While I agree that some organizations are formed because others ‘disagree’ as you say, in the diabetes community this has happened also because someone wants to focus in on something that existing organizations do not address. Funding of camps, diabetes supplies both at home and across the globe, diabetes scholarships etc. were formed because the charters of larger organizations may not have covered the funding of such programs. And this is a good thing. That said, as long as people have the ability to say, “I don’t agree with that” and do something correctly to ‘right’ it—this is not a bad thing at all I believe.

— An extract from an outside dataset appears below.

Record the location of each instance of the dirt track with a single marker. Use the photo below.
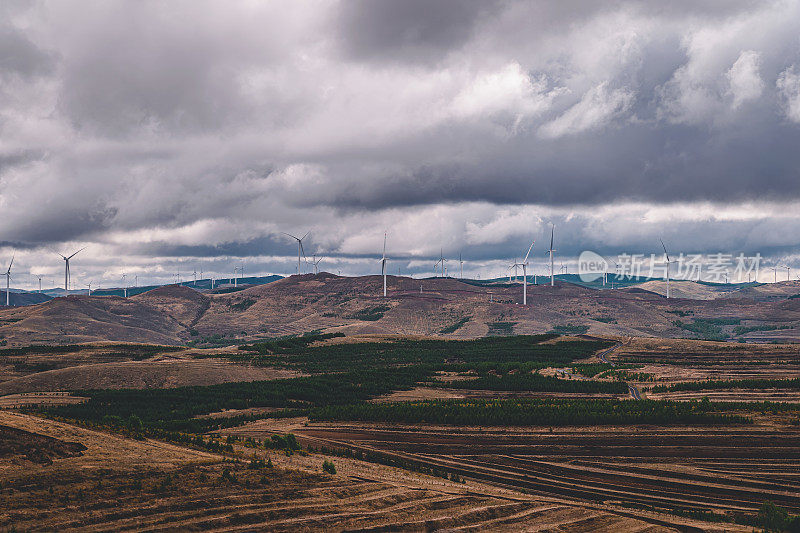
(119, 484)
(690, 468)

About ‘Armstrong may get smaller’…….is spot on. Surely the idea of boards, and cross checks-of-balances within an organization should always make it that no one person is bigger than the organization they serve (how much of a hit did MDA take when Jerry Lewis was let go—-what was ever the real stroy with that I always wanted to know) life in the nonprofits will surely go on.
And time will surely tell, and we surely hope, that those who have the focus of their origination and goals done correctly will prevail.

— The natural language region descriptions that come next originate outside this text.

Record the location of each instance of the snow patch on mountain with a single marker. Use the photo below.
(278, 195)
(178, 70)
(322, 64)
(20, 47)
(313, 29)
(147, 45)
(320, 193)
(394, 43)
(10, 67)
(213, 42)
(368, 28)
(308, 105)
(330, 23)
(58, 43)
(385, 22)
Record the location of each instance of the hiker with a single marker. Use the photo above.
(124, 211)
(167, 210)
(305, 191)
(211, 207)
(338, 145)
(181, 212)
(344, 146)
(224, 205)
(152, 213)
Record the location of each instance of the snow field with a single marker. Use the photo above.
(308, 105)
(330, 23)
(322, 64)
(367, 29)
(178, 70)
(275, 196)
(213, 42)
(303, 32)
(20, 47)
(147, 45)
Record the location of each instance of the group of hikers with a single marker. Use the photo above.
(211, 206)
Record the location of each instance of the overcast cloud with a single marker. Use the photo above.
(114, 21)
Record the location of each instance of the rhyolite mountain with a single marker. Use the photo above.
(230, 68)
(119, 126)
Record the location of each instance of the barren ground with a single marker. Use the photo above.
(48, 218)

What an honor to know you read my blog today Scott. Your opinions are greatly valued and always welcome.
Sarah G says:
Love the post – and agree with Scott, too that smaller charities that are probably much more focused will benefit. What’s really sad is all the people who will be hurt by this – from one person’s (imo) complete lack of ethics. I am sure others were involved, but I do think he was the mastermind. I don’t even think now Livestrong was really even about his personal desire to do good. I don’t think he knows what good is. Sad, very sad. Why we still continue to define success and create role models based financial means, athletic ability or “winning” is truly the saddest part of the entire situation. Until we decide to define it differently, and admire people truly worth admiring for doing something meaningful and worthwhile, these things will still occur. Another famous athlete or celeb falls from grace…not really a shocker these days. Plenty of people out there, without a famous name or loads of money are surviving things like cancer, still giving everything they have to their communities, and uplifting and inspiring everyone who knows them. They are worth admiring…not people you see on tv. Just my opinion…but I would much rather my kids be inspired by people we actually know who are doing great things, big or small, than some person we really do not know at all and just hear media spin on through the tv. The explosion of charitable organizations is another interesting tidbit. As an accounting professional, I will tell you that some of these “new” small charities are really just avoiding taxes and raising money under very suspicious circumstances. I think it’s more due to greed and tax evasion loopholes than fractured elements within groups of cause related charities. Not saying all, of course, but a statistically significant number. I still trust the big names as rated by Charity Navigator, etc over most small ones unless I personally know the people involved.
I have always stated that true heroes do not seek the limelight, they’re too busy helping others.
Your points are well described and thank you for sharing them with us all.